‘The Goldfinch’ Paints an Incomplete Picture

The movie adaptation of Donna Tartt’s iconic novel is beautiful yet shallow.


The Goldfinch, starring Ansel Elgort, was released in theaters September 13. (via Warner Bros)

Izzy Salas, Staff Writer

Donna Tartt’s epic novel “The Goldfinch” was adapted into a movie starring Ansel Elgort and directed by John Crowley, which premiered Sept. 13. The movie tells the story of Theo Decker (Elgort), whose mother dies during a bombing at The Met. He proceeds to steal a famous painting – the titular Goldfinch. Theo is plagued by his mother’s death and his drug addiction. He’s broken by his loneliness and isolation. Tartt’s original book deftly tackles philosophical themes like what a painting means to the observer, the ways in which people can connect through time and the fleeting, chaotic nature of existence. The movie adaptation has beautiful cinematography, but it misses major details from the book and fails to fit together its disparate parts.

The film captures the beauty of Tartt’s world well. The scenes of Amsterdam convey isolation in a lovely way; New York is elegant, gritty and fluorescent all at once; Theo’s mentor Hobie’s workshop is cramped and dark yet comfortable. Theo’s time in Las Vegas, as told through the lens of an acid trip, feels vast, confused and cold. 

However once the viewer looks past the pretty picture on screen, the flaws quickly reveal themselves. “The Goldfinch” fails to portray Theo’s addiction in any substantial way.
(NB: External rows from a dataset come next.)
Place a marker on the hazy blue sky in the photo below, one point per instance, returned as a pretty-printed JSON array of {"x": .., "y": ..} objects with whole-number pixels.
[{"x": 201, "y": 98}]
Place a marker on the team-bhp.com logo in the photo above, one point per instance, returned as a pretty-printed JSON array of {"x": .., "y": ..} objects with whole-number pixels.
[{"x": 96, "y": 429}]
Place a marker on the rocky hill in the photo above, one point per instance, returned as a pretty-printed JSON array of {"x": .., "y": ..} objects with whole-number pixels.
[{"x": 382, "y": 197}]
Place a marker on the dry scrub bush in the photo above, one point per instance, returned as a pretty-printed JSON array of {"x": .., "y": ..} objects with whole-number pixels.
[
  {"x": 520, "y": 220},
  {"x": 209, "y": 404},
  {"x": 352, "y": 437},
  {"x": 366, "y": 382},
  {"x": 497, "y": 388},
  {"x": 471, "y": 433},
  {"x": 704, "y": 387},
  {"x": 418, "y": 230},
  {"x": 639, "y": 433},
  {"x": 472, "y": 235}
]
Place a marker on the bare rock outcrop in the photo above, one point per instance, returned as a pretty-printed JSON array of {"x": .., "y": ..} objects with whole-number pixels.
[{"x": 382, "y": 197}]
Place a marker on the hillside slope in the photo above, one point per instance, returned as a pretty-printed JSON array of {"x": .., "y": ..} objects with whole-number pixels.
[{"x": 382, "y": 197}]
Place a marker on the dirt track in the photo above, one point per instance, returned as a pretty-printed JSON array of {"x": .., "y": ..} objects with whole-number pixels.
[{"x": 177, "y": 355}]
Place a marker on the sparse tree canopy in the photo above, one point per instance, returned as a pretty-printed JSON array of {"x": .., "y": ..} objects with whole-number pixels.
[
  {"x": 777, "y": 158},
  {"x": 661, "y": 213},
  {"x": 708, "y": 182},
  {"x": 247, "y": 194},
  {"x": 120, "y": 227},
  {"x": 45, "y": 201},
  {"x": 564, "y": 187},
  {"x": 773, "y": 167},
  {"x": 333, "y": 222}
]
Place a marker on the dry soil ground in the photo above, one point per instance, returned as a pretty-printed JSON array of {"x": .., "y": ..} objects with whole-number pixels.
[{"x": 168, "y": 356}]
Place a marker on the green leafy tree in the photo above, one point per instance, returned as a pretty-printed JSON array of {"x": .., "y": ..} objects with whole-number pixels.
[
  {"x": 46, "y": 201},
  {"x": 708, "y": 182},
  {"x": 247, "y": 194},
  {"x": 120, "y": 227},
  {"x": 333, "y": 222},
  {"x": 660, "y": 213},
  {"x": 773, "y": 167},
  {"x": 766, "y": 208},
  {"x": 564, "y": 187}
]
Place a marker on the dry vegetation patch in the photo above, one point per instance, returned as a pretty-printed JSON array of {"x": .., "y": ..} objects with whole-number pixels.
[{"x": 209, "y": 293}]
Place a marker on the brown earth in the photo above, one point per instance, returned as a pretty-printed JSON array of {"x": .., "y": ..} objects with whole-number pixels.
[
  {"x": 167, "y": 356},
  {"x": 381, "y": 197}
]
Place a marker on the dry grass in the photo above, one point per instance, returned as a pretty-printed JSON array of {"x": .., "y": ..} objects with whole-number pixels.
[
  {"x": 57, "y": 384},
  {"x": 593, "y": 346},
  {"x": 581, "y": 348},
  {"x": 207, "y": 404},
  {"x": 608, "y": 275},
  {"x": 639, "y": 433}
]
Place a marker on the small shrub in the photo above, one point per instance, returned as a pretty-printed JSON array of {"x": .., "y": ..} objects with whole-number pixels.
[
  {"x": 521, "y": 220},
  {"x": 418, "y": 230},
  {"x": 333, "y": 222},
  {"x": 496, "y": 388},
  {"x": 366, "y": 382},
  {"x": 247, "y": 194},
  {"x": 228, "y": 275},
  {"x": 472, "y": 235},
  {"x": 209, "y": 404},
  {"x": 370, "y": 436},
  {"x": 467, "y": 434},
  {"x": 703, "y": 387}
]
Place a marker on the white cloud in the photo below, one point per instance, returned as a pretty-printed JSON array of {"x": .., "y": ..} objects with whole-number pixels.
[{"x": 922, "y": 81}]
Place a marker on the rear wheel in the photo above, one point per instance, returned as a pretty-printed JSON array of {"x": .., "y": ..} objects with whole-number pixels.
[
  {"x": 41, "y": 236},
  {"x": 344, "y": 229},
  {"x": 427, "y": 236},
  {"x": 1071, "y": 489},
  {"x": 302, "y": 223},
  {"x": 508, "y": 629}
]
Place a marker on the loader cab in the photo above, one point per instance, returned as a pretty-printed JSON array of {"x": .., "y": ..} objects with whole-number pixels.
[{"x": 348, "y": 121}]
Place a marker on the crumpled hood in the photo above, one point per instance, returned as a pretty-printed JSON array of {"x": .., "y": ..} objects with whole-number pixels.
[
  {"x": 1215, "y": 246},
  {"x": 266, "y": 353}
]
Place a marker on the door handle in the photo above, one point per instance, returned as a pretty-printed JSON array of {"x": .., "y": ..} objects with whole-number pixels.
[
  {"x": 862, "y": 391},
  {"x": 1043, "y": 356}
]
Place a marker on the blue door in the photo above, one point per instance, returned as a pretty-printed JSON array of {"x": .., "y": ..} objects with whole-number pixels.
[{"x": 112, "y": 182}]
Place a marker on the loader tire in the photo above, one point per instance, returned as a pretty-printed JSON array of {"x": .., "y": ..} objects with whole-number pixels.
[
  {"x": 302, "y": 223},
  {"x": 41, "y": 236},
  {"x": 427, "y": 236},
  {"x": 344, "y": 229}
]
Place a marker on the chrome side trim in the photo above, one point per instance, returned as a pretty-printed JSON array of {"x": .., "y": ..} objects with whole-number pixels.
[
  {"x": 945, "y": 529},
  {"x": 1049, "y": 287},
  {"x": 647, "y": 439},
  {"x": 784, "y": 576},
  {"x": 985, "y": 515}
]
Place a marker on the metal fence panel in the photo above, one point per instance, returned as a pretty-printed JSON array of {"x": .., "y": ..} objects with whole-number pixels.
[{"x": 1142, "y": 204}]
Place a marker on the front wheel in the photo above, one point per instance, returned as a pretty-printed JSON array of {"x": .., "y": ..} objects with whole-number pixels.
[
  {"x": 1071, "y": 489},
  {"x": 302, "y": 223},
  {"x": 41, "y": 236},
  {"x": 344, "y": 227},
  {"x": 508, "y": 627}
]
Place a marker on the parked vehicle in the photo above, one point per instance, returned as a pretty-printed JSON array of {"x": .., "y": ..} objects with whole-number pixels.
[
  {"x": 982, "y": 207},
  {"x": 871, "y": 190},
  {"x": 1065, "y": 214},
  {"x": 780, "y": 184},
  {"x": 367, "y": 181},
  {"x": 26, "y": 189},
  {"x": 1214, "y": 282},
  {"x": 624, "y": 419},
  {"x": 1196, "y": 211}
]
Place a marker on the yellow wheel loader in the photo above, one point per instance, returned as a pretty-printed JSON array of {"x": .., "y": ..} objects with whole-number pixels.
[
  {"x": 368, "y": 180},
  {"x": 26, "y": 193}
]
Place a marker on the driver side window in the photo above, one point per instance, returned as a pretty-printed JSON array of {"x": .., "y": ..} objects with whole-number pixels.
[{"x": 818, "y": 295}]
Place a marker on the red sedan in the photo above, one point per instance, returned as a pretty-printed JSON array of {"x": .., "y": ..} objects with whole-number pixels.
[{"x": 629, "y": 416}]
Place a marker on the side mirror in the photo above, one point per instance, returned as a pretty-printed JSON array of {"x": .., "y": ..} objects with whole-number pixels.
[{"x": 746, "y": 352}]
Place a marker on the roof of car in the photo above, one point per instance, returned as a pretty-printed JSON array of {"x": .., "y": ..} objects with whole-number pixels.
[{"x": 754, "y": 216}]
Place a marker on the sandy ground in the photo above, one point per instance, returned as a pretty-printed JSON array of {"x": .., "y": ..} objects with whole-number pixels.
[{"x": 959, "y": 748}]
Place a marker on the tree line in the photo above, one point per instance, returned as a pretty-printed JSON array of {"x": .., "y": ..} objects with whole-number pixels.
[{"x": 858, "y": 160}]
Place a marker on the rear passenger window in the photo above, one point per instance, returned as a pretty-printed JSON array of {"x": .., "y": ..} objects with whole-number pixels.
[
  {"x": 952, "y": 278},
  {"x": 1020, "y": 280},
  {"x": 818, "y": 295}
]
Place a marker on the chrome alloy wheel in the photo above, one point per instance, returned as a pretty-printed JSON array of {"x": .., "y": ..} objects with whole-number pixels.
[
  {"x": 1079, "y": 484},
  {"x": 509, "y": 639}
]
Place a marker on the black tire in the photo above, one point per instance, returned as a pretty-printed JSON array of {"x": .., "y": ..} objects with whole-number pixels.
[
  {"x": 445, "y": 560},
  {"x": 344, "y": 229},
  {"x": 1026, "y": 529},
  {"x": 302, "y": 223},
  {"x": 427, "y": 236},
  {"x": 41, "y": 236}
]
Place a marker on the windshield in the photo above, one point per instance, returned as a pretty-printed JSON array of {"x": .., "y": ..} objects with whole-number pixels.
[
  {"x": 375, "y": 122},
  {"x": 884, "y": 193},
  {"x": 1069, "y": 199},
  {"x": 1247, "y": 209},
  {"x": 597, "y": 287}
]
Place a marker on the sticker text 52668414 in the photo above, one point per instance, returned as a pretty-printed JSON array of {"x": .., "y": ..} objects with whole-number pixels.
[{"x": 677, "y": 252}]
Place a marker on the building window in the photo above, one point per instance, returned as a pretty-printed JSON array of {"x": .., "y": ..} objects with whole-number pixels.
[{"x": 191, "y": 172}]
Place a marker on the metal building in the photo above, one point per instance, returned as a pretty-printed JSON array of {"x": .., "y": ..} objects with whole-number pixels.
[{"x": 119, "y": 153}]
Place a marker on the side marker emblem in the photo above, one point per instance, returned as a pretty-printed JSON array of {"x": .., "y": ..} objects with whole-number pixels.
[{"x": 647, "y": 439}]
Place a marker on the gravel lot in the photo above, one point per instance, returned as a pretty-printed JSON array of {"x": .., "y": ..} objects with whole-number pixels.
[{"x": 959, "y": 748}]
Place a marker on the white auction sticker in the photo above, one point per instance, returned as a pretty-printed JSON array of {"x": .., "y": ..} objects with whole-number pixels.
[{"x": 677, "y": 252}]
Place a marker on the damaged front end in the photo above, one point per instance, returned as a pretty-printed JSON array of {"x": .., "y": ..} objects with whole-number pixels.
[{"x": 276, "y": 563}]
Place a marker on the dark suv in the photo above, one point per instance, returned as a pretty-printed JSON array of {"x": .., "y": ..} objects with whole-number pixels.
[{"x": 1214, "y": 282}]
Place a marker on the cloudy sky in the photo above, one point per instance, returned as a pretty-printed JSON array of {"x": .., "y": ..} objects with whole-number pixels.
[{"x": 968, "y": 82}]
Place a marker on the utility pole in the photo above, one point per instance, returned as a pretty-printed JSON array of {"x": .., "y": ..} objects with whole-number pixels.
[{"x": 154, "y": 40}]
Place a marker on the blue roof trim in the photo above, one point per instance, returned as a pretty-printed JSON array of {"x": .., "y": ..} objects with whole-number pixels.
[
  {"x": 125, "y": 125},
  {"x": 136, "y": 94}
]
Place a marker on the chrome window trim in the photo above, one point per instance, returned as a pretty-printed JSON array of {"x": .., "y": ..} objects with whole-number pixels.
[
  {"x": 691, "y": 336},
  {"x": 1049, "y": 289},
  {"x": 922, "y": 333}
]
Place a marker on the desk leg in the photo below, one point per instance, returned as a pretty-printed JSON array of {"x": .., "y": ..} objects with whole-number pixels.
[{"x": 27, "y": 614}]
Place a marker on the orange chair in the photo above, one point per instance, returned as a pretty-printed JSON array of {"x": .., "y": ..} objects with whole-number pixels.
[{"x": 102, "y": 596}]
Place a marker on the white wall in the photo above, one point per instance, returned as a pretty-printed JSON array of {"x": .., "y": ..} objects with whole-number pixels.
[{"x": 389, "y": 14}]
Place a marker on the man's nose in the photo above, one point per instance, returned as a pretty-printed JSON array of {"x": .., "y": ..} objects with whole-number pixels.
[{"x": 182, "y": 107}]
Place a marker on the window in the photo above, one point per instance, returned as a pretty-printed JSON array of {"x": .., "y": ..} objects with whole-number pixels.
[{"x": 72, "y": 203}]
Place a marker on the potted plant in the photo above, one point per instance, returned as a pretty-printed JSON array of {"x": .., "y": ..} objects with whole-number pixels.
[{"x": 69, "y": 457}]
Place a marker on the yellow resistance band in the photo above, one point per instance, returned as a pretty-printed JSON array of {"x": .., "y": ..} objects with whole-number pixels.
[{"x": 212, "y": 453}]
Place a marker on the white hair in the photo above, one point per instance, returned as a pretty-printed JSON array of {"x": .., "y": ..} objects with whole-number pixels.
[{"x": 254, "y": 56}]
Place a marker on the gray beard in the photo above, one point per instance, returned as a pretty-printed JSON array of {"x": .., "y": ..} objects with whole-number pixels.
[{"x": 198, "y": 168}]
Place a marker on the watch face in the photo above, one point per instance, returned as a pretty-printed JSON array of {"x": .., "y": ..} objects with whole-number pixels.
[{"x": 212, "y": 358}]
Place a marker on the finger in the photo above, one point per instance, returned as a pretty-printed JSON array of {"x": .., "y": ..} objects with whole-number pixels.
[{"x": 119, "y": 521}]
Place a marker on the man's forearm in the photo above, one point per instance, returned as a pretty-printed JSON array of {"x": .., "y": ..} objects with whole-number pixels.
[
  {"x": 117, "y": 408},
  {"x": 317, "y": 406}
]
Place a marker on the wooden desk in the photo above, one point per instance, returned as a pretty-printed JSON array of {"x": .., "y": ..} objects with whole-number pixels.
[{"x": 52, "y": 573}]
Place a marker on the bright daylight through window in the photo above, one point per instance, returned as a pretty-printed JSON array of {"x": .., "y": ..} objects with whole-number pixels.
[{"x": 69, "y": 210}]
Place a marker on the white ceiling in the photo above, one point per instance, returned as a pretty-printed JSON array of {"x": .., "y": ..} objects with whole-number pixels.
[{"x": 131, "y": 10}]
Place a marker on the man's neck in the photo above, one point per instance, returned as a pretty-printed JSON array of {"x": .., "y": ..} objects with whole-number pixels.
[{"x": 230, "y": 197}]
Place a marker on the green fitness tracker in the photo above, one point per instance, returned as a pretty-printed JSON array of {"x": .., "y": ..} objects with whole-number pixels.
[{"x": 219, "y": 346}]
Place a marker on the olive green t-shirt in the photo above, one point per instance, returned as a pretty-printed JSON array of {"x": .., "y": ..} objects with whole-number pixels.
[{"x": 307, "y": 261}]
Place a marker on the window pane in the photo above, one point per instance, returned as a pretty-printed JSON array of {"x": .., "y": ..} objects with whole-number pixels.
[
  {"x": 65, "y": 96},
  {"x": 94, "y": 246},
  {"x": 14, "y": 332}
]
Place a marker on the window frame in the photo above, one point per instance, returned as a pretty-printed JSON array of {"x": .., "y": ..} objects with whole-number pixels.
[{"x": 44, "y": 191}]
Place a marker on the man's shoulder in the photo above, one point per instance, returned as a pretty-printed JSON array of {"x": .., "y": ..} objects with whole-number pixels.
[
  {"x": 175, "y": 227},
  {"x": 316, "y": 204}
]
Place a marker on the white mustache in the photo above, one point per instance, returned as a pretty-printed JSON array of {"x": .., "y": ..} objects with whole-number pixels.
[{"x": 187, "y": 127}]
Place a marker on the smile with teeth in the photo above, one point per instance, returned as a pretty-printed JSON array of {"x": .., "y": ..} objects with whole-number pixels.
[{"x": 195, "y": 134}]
We see a few times he drops acid, but his addiction is hardly ever seen once Theo grows older. In the novel, Theo’s reliance on drugs and his financial investment into them is a recurring and serious issue. In the film, Theo’s drug addiction is practically nonexistent, only once mentioned by his fiancee, and we only see him doing drugs in moments of extreme duress.

Flaws in the characterization of key players in the story also abound. In Tartt’s novel, Hobie is a man of gentle spirit, a guardian and a mentor, yet in the film adaptation, he is flat. Where he should be an anchor for the protagonist, he lacks any meaningful interaction with Theo; where he should be a little rough around the edges, he is flat and cold.

Hobie is not the only character to lack substance and warmth. Theo’s mother is another character that doesn’t quite fit into his life the way she should. For cinematic effect, her face is not revealed until well into the film. Not only is this choice unfaithful to the novel – there are multiple scenes with Theo’s mother and he devotes much of his energy to remembering her – but her absence serves to muddle Theo’s relationship with her and to the painting. This painting supposedly reconnects him with his mother because it holds special meaning for her. Tartt dedicated pages to describing its warmth, its history and its gravity because in it, Theo saw his mother and everything she meant to him. The film puts very little effort into emphasizing these details, and thus fails to give proper weight to its namesake and central plot points.

While the film adaption of “The Goldfinch” was visually stunning and properly captured a few noteworthy scenes, it has more issues than redeeming qualities. Two of the most important characters were overly simplified, major plot points were poorly explained and Theo’s relationship to the painting does not hold the profundity it deserves. The novel deserved better.